The news reports were quoting a Russian Admiral saying that the waters off Kamchatka were stuffed with military secrets, and that no foreigners should be allowed in. Gold didn’t like the sound of that.
He remembered all too clearly this time five years ago when he’d spent three days helplessly watching news reports on the BBC, glued to the events on the Kursk along with the rest of the world. Eventually they’d got permission to mobilise and steamed up to the Barents Sea with LR5, Scorpio, the whole kit, hoping against hope that the Russians would let them in to help. For another whole day they’d listened to the reports of knocking sounds against the hull – that was pretty chilling, even though the sounds ended up being diagnosed as only the clanging of fenders on the side of rescue ships.
Back then the Russians had been paralysed by fears of revealing their military secrets, which they seemed to value far more than the lives of the 118 sailors on board. This time there were only the lives of seven men to weigh against those secrets, not a hundred.

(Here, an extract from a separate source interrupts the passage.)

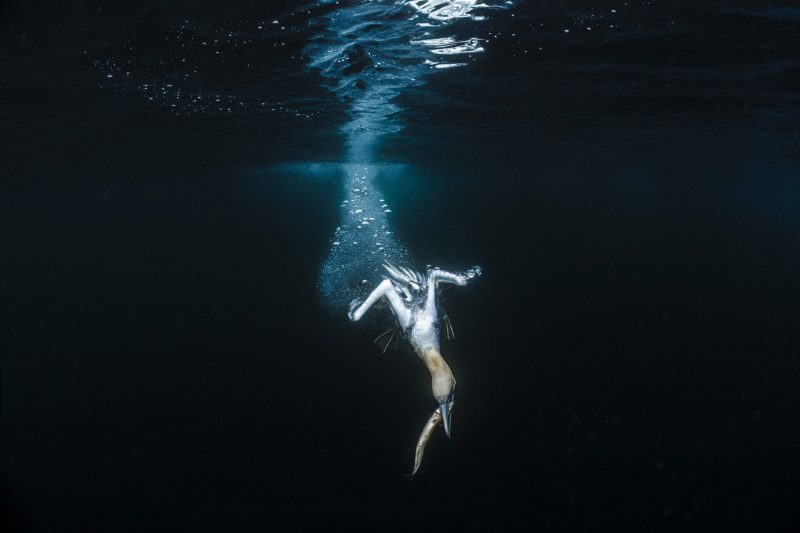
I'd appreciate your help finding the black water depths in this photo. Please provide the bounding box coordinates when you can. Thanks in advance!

If the Russians did relent this time, there was plenty of help on its way. The Swedes had just offered, the Americans were mobilising, the Japanese were on their way, and he’d just heard that the Australians had diverted an oil exploration vessel that was on charter off nearby Sakhalin Island for Shell. With two powerful ROVs on board, they looked like a good option, but their ETA was still unknown.
Friday, 5 August/Saturday, 6 August
SS + 31 h 30 mins
Squadron leader Keith Hewitt bounced along the path between the barrack buildings at Brize Norton airbase, making his way towards the Operations Room. Strictly speaking he was still on leave for another few hours, but he thought he’d come in to check what the evening had in store for him. The weather for the last few days had been glorious, and he’d been making the most of it. Yesterday, along with two old friends from his earliest days in the force 35 years earlier, he’d been to watch England’s cricketers beat Australia during the second Test match at Edgbaston. That had been a welcome reprieve from the long flights he’d been pulling, flights whose beginning or end always held a little more tension than coming or going from a normal airfield. Even before checking the roster, he knew that tonight would see him lifting off under the cover of darkness, headed into the maelstrom of either Iraq or Afghanistan.
Ops was busy as usual. Hewitt noted that there was a Special on – a non-standard transport flight that usually meant an aeromedical or coffins bearing servicemen killed in action. He didn’t bother trying to find out more – Specials happened all the time, and he had his own flight preparation to deal with. He checked the lists to see what time slot he was slated to fly, scanned the weather reports and caught up with the news.